Eco-group to take on bottled water makers

NEW YORK: PR pros, Eric Yaverbaum and Mark DiMassimo, have collaborated on a campaign to promote the environmental benefits of tap water.

NEW YORK: PR pros, Eric Yaverbaum and Mark DiMassimo, have collaborated on a campaign to promote the environmental benefits of tap water.

The objective of "Tappening" is to raise awareness about carbon emissions from bottled water manufacturers, and to engage consumers. This week, the campaign launched its "Message in the Bottle" initiative, an effort that asks consumers to collect and insert environmental messages inside empty water bottles. Organizers plan to deliver the first million bottles to Neville Isdell, the CEO of Coca Cola, the parent company of Dasani bottled water.

"It's not for the point of the stunt or novelty, it's to make a statement about wastefulness," said Yaverbaum, president and founder of Ericho Communications.

Tappening is targeting Coca-Cola because the company has yet to publicly identify the sources of Dasani water.
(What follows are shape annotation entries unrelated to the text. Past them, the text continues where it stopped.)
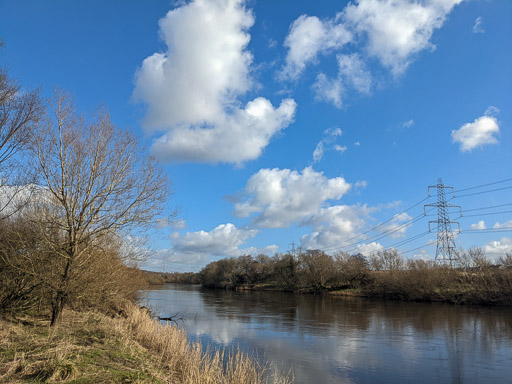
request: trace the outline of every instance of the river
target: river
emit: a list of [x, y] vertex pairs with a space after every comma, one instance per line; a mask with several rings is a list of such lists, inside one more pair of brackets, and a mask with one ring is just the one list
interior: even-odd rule
[[512, 308], [174, 284], [145, 301], [183, 317], [191, 340], [240, 347], [299, 384], [512, 382]]

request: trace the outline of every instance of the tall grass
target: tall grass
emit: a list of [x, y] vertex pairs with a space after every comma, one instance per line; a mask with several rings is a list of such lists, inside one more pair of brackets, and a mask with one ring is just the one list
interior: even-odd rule
[[208, 350], [127, 304], [115, 318], [65, 311], [62, 324], [43, 319], [0, 323], [0, 382], [287, 384], [239, 350]]

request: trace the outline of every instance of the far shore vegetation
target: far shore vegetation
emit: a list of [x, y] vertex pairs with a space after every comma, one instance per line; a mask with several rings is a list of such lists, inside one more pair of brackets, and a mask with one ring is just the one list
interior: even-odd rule
[[221, 259], [199, 273], [144, 272], [152, 284], [280, 290], [369, 298], [512, 305], [512, 255], [491, 261], [481, 248], [459, 250], [453, 265], [403, 258], [397, 250], [365, 257], [319, 250]]
[[80, 115], [0, 68], [0, 383], [291, 382], [137, 305], [141, 240], [173, 217], [170, 194], [106, 107]]

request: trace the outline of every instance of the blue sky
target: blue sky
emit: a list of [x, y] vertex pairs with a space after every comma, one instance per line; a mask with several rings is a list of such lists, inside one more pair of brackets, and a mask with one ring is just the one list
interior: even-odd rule
[[147, 268], [292, 242], [431, 259], [436, 216], [411, 220], [439, 177], [472, 188], [457, 245], [512, 251], [512, 2], [0, 0], [0, 38], [24, 87], [106, 104], [164, 164], [180, 213]]

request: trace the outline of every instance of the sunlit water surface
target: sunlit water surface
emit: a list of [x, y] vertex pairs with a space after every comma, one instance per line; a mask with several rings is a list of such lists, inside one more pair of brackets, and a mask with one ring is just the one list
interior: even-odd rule
[[191, 340], [296, 383], [512, 383], [512, 309], [166, 285], [146, 292]]

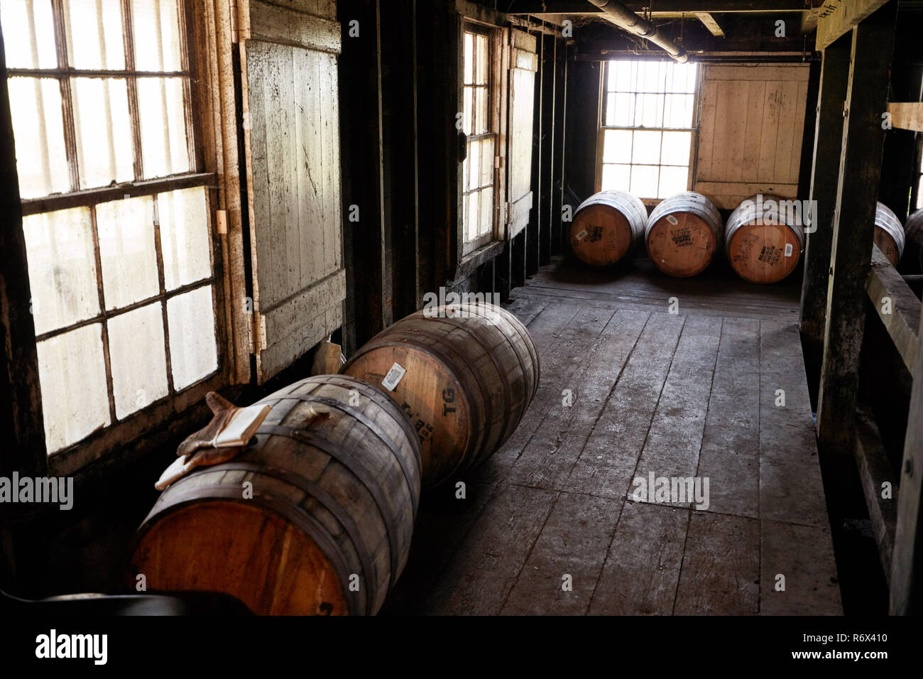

Dasani's Web site states its water comes from the local water supply, and is filtered through reverse osmosis.

Lisa Manley, director of environmental communications at Coca-Cola, said the company is unaware of the Tappening initiative. "If someone were to send us one million empty bottles, we would welcome the opportunity to recycle them," she said, adding the company recently invested $60-million in what is expected to be the world's largest bottle recycling facility. Yet there are no plans to change the way it labels Dasani water.

"The label states very clearly that it is purified water," Manley said.

Tappening's PR efforts include working with environmental bloggers, broadcast media, and extensive outreach to short-lede consumer, business, and marketing publications. The next phase of media outreach will target radio and long-lede publications. Additionally, the Tappening Web site and MySpace page instruct people how to participate and purchase its water bottles to spread the campaign message, Yaverbaum noted.

"The bottle's making a statement that 'I care,'" Yaverbaum added. "It's not that I care whether people buy the bottle, I just want them to stop drinking bottled water."

"From a communications perspective this is easy," he said, referring to the media interest in bottled water backlash. The biggest communications challenge is engaging consumers who are not motivated to join the eco-movements or who are skeptical about the effects of global warming, he said.